# Nightmare RDA build



## KZOR (13/8/20)

Used a set of blue aliens by White Collar Vape Co.
0.15ohm at 90W.

Reactions: Like 4 | Winner 13


----------



## ace_d_house_cat (13/8/20)

The build, photography, RDA and mod are epic! 

So much of win on this post

Reactions: Like 2 | Agree 8 | Thanks 1


----------



## Gadgetboy (13/8/20)

Hahaha, Was actually waiting to see what went wrong with the build until i realized what "Nightmare" actually meant. 
Awesome photo skills.

Reactions: Agree 1 | Funny 8 | Can relate 2


----------



## vicTor (13/8/20)

awesome !

Reactions: Like 1 | Agree 2 | Thanks 1


----------



## DavyH (13/8/20)

Gadgetboy said:


> Hahaha, Was actually waiting to see what went wrong with the build until i realized what "Nightmare" actually meant.
> Awesome photo skills.



I know, right? I was looking forward to blistered fingers and stripped threads...
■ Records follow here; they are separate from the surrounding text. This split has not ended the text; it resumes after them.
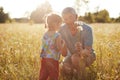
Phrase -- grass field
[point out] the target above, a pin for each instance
(20, 48)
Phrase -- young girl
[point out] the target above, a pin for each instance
(52, 47)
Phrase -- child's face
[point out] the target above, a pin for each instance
(57, 26)
(69, 18)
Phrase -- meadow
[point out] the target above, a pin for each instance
(20, 46)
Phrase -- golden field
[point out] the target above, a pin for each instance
(20, 49)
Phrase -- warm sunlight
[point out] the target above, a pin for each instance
(19, 8)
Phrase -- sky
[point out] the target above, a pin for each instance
(21, 8)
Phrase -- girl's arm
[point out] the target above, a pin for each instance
(61, 46)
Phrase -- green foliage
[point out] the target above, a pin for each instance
(38, 15)
(98, 17)
(3, 16)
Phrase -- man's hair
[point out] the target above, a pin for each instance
(53, 18)
(69, 10)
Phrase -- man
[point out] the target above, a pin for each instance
(79, 40)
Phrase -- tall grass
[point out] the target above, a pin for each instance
(20, 47)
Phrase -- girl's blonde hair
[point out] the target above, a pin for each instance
(53, 18)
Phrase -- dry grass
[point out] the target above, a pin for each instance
(20, 47)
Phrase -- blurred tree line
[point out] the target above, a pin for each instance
(4, 17)
(38, 15)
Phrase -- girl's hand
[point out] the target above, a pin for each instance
(78, 46)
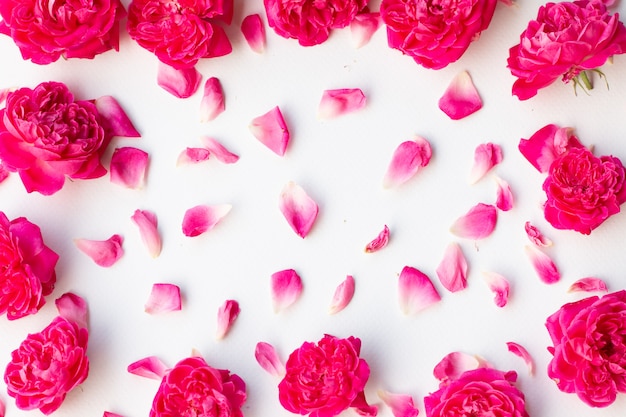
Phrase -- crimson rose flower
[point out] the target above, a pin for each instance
(47, 30)
(192, 387)
(589, 338)
(435, 33)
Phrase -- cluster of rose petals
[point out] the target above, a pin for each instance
(193, 387)
(589, 338)
(435, 34)
(565, 39)
(27, 272)
(48, 30)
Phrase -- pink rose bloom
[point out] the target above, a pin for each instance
(193, 388)
(566, 39)
(435, 33)
(47, 365)
(27, 268)
(310, 21)
(180, 32)
(589, 338)
(48, 30)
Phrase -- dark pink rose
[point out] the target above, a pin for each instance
(48, 30)
(435, 33)
(193, 388)
(47, 365)
(26, 268)
(565, 39)
(589, 338)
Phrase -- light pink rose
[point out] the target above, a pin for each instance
(48, 30)
(192, 387)
(435, 33)
(27, 268)
(589, 338)
(565, 39)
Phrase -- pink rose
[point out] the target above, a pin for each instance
(47, 30)
(589, 338)
(435, 33)
(47, 365)
(192, 387)
(27, 273)
(566, 39)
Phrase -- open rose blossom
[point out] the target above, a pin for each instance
(194, 388)
(435, 34)
(48, 30)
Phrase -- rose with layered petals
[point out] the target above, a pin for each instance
(564, 40)
(435, 33)
(27, 265)
(589, 338)
(193, 388)
(48, 30)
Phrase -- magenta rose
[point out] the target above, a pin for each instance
(47, 365)
(193, 388)
(27, 274)
(48, 30)
(589, 338)
(435, 33)
(564, 40)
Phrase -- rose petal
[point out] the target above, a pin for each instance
(103, 252)
(271, 130)
(460, 98)
(202, 218)
(407, 159)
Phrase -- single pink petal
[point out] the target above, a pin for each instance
(478, 223)
(299, 209)
(163, 298)
(103, 252)
(271, 130)
(343, 295)
(407, 159)
(147, 223)
(212, 103)
(226, 316)
(416, 291)
(202, 218)
(286, 288)
(460, 98)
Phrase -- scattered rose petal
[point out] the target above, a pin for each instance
(299, 209)
(271, 130)
(460, 98)
(407, 159)
(103, 252)
(202, 218)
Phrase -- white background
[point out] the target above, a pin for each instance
(340, 163)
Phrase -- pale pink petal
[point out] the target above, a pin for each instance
(343, 295)
(150, 367)
(286, 288)
(254, 32)
(460, 98)
(163, 298)
(407, 159)
(335, 103)
(147, 223)
(202, 218)
(103, 252)
(478, 223)
(266, 356)
(128, 167)
(271, 130)
(226, 316)
(212, 103)
(299, 209)
(416, 291)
Great pics! How many hands did it need to stop those legs shooting out as soon as the screwdriver started turning?

Reactions: Like 1


----------



## ivc_mixer (13/8/20)

Gadgetboy said:


> Hahaha, Was actually waiting to see what went wrong with the build until i realized what "Nightmare" actually meant.


Me too!!

Reactions: Funny 1 | Can relate 1


----------



## NecroticAngel (13/8/20)

KZOR said:


> Used a set of blue aliens by White Collar Vape Co.
> 0.15ohm at 90W.
> View attachment 204155
> View attachment 204156
> ...


What is that mod?


----------



## TheSubieVaper (13/8/20)

NecroticAngel said:


> What is that mod?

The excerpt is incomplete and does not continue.